Dr Hakeem Tijani, a Senior Research Fellow, Political and Governance Policy Department, NISER made the call in Ibadan at the NISER Research Seminar Series, NRSS, in Ibadan.

The seminar has the theme: “Strategies for resolving conflicts between farmers and herdsmen in Nigeria.”

Mr Tijani said the strategy would require government and security agencies to sustain, improve early warning systems, maintain operational readiness of rural-based police, other security units and encourage communication and collaboration with local authorities.

He said there should be control of the circulation and possession of illicit firearms and ammunition, especially automatic rifles.

Mr Tijani underscored the need for the country to establish and strengthen conflict mediation, resolution, reconciliation mechanism at state, local and community levels, especially in areas mostly affected by conflicts.

“There should be establishment of grazing reserves in consenting states, to minimise contacts, frictions between herders and farmers; this should be a temporary measure till ranching is established for the animals,” he said.

On the long term measure, Mr Tijani urged the Federal and State governments to address environmental factors that aided herders’ migration to the South.
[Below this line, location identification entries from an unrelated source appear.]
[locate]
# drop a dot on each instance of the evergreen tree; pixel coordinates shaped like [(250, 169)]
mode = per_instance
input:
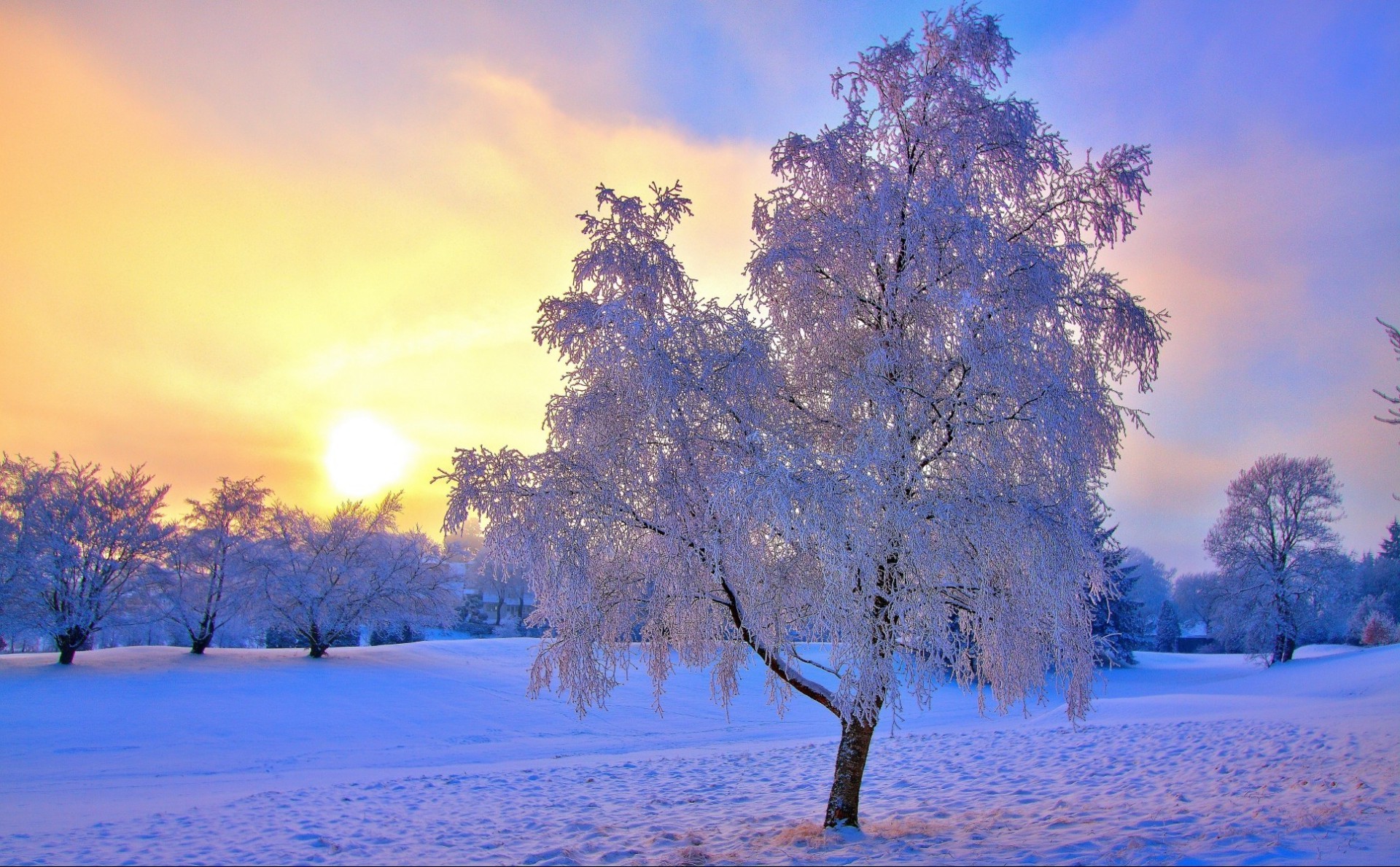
[(1391, 547), (1118, 618), (1168, 628)]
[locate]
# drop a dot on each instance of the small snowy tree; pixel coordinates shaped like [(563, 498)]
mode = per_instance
[(1118, 617), (1380, 629), (209, 570), (902, 461), (1278, 551), (82, 544), (322, 579), (1168, 628)]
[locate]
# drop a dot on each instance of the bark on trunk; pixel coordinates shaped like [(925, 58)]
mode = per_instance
[(843, 809), (69, 643), (316, 643)]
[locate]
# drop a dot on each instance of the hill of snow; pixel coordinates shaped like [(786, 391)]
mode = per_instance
[(432, 754)]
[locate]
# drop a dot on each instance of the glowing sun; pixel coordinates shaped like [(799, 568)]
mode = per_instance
[(365, 456)]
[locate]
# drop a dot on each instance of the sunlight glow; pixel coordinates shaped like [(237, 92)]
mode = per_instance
[(365, 456)]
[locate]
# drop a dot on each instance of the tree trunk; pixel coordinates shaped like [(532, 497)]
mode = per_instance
[(844, 806), (69, 643)]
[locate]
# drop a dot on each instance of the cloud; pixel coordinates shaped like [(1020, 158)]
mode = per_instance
[(209, 308)]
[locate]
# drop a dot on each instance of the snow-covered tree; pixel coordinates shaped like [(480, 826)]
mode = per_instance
[(82, 544), (1151, 584), (1380, 629), (325, 578), (1278, 551), (1168, 628), (1118, 617), (902, 459), (209, 572)]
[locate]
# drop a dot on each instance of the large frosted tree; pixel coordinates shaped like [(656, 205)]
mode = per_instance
[(892, 446), (82, 545), (1278, 551), (209, 570)]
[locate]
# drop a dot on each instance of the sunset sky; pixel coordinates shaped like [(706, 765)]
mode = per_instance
[(228, 229)]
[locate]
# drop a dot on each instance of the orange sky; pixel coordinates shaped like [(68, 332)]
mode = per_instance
[(213, 311), (228, 228)]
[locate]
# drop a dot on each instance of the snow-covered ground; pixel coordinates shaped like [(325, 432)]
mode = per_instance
[(432, 754)]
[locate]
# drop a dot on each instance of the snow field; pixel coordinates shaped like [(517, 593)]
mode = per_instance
[(1190, 760)]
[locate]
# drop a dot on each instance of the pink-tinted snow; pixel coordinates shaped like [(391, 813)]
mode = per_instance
[(432, 754)]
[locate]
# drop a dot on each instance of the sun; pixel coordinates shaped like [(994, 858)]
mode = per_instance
[(365, 456)]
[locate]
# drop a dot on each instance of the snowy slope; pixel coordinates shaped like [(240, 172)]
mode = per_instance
[(432, 753)]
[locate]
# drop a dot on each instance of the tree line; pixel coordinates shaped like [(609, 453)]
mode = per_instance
[(83, 551), (1280, 580)]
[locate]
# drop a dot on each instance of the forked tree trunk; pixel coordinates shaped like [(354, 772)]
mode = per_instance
[(843, 809), (69, 643), (202, 637), (316, 643)]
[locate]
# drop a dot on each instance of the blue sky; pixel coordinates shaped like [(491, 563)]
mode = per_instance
[(1272, 236)]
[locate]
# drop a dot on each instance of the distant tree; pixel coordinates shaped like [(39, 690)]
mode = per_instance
[(82, 544), (1391, 545), (1151, 584), (1276, 545), (209, 572), (471, 617), (902, 457), (1168, 628), (322, 579), (494, 582), (1392, 415), (1118, 618), (1380, 629)]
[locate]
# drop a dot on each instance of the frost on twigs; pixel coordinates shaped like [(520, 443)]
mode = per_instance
[(899, 459)]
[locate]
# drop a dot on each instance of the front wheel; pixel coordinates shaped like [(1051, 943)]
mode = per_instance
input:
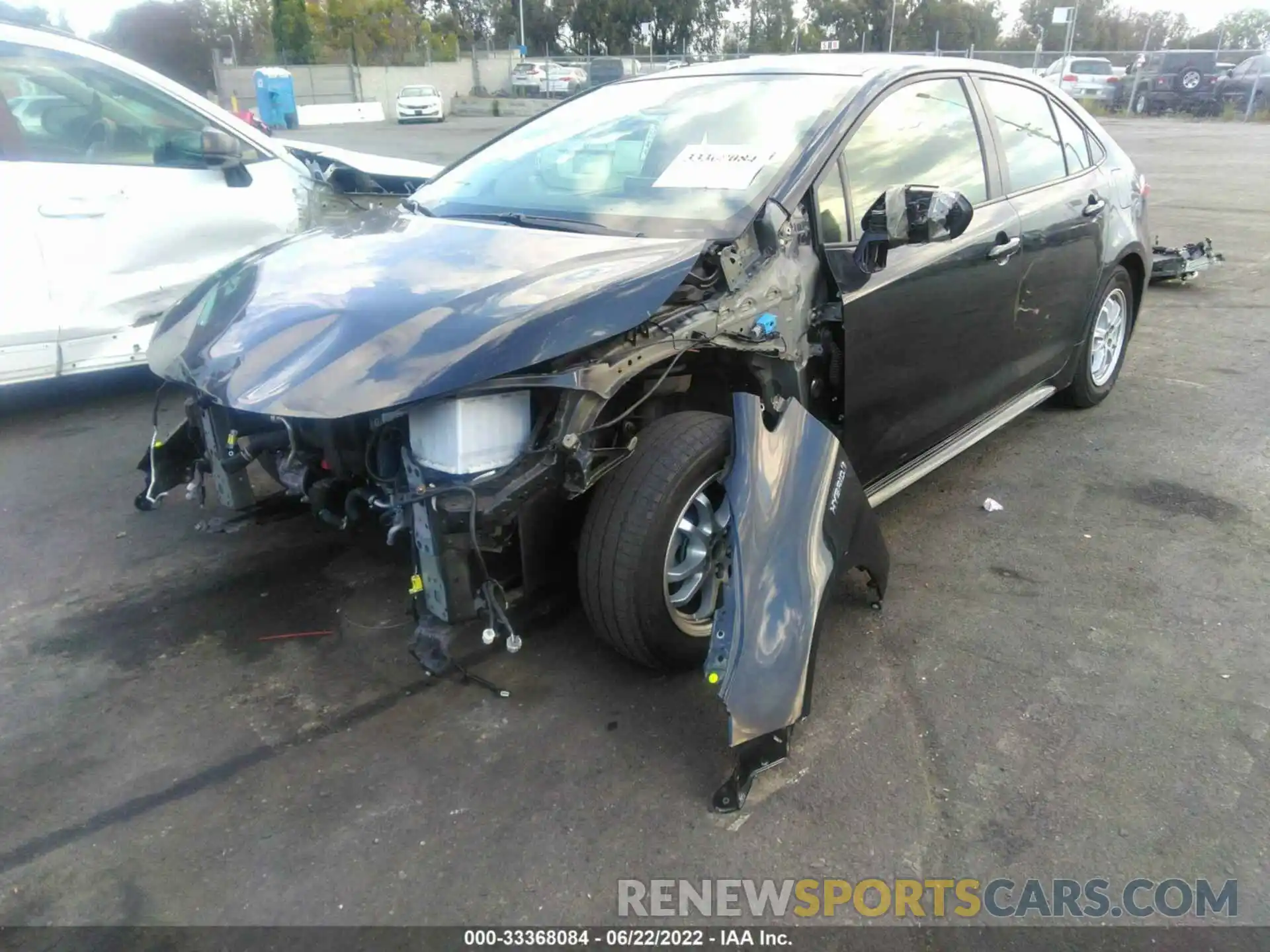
[(1101, 356), (653, 550)]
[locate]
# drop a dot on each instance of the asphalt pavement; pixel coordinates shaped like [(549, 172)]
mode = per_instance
[(1076, 686)]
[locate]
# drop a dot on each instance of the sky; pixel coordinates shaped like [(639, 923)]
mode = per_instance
[(87, 17)]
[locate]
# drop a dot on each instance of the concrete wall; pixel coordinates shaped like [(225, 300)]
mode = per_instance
[(372, 84)]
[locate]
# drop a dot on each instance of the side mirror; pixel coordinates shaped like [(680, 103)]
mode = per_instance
[(910, 215), (222, 150)]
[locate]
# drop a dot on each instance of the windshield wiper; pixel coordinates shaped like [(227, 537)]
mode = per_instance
[(548, 222)]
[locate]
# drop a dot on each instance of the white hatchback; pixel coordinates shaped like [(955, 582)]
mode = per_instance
[(421, 103), (121, 190)]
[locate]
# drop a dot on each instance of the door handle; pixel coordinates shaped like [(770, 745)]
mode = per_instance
[(1005, 249), (74, 208)]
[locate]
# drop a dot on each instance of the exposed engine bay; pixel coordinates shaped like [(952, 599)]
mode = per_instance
[(480, 483)]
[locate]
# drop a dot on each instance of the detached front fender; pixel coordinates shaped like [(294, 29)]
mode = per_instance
[(799, 516)]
He said the measure required stepping up implementation of programmes under Green Wall initiative for Sahara and Sahel.

He recommended that Nigeria should work with Cameroon, Chad and Niger to regulate movements across borders, particularly cattle rustlers, armed herders and others identified as aggravating internal tension and insecurity in the country.

Mr Tijani also called for the establishment of cattle ranches all over the country, using Public Private Partnership, PPP, arrangement.

“It appears that what holds promise for sustainable peace between farming communities and pastoralists is the establishment of ranching.”

Earlier, the NISER Director-General, Dr Folarin Gbadebo-Smith, said the NRSS was part of NISER mandates to conduct research into the economic, social problems of the country.

He was represented by Prof. Sunday Odekunle, Head, Human Capital Department, NISER.

The NISER boss said the topic of the seminar was important, adding that it was critical to all arms of the government, nation and international communities.

He stressed the need to strategise, check the problems and proffer solutions to herders/farmers crisis.

“Both the herders and farmers are two economic groups within the same family, so they should not be fighting, thousands of lives have gone due to the crisis so there is urgent need to provide better strategies for the government.”

The Chairman of the occasion, Prof. Oka Obono of the Department of Sociology, University of Ibadan, said the herders/farmers crisis had in recent times threatened national unity.

“This is the kind of research professionals should be doing, I hope government adopts the recommended policies; I commend NISER for organising such,” Mr Obono said.